Beware of Buying Young People's Blood to Prevent Aging, FDA Says - leothekim
https://www.bloomberg.com/news/articles/2019-02-19/beware-of-buying-young-people-s-blood-to-prevent-aging-fda-says
======
killjoywashere
As the medical director of a blood bank and donor center that produces plasma,
please do not taint the public's perception of the blood supply with misuses
like this. We have a hard enough time ensuring sufficient donors without
calling into question our disposition of their generous donations. We do not
condone this sort of use. If you think this is abstract, I am about to send an
email to my surgical colleagues because we'll be out of the most precious
donation tonight at midnight: platelets. You tighten the donor pool at all,
and you will make platelet donations exponentially harder.
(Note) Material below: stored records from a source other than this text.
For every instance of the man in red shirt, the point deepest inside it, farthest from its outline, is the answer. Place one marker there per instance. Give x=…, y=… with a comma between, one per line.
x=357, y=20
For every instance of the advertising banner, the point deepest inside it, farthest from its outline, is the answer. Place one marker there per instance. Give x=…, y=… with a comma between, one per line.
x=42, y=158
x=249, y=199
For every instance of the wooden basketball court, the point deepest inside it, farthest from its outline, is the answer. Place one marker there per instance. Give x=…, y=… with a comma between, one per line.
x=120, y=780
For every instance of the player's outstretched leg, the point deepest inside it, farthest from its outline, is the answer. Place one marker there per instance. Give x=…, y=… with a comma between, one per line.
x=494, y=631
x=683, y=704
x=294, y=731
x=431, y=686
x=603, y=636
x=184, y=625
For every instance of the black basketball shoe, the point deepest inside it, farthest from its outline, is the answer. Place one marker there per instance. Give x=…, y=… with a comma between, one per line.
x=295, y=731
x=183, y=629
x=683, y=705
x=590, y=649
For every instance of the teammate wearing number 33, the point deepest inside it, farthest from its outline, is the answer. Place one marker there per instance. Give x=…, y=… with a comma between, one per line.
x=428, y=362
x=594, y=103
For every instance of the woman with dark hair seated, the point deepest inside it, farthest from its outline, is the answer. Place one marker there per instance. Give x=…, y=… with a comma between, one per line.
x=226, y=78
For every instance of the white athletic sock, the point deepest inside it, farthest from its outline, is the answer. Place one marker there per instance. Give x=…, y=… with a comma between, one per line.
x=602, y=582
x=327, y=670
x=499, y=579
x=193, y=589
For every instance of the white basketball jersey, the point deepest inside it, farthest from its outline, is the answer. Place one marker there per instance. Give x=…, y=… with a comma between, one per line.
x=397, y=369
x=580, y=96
I can't overemphasize the risk this misuse of blood products represents to
healthcare systems around the world. This is an anti-vax movement waiting to
happen: "Billionaires looking for a fountain of youth get blood transfusions
from young bucks? WTF?" blends easily into "Why should I donate blood if
they're just going to sell it to billionaires?" This would be catastrophic for
trauma resuscitation, surgeries of all kinds, and a variety of medical
patients.

There should be severe penalties for soliciting service like this. Imagine if
solid organ transplants were handled in the same way: "Young man, as a new
intern, I'll give you a percentage of my Facebook stock in exchange for a
kidney..."

The next problem: it will only take one high-profile transfusion reaction to
crater the public trust. If the biology nerds in the audience want to distract
you with fancy talk about the low risk of certain molecular things happening
because "it's just plasma", skip it. Simple, mechanical transfusion-associated
circulatory overload is plenty enough to kill an old guy with stiff arteries
and hypertension.

And the worst part is the lack of science being used to drive a supply chain
decision that's highly science-dependent. This is so ethically corrupt I don't
even know where to begin. The FDA's statement pales in comparison to what I'm
sure the inspectors are actually feeling right now.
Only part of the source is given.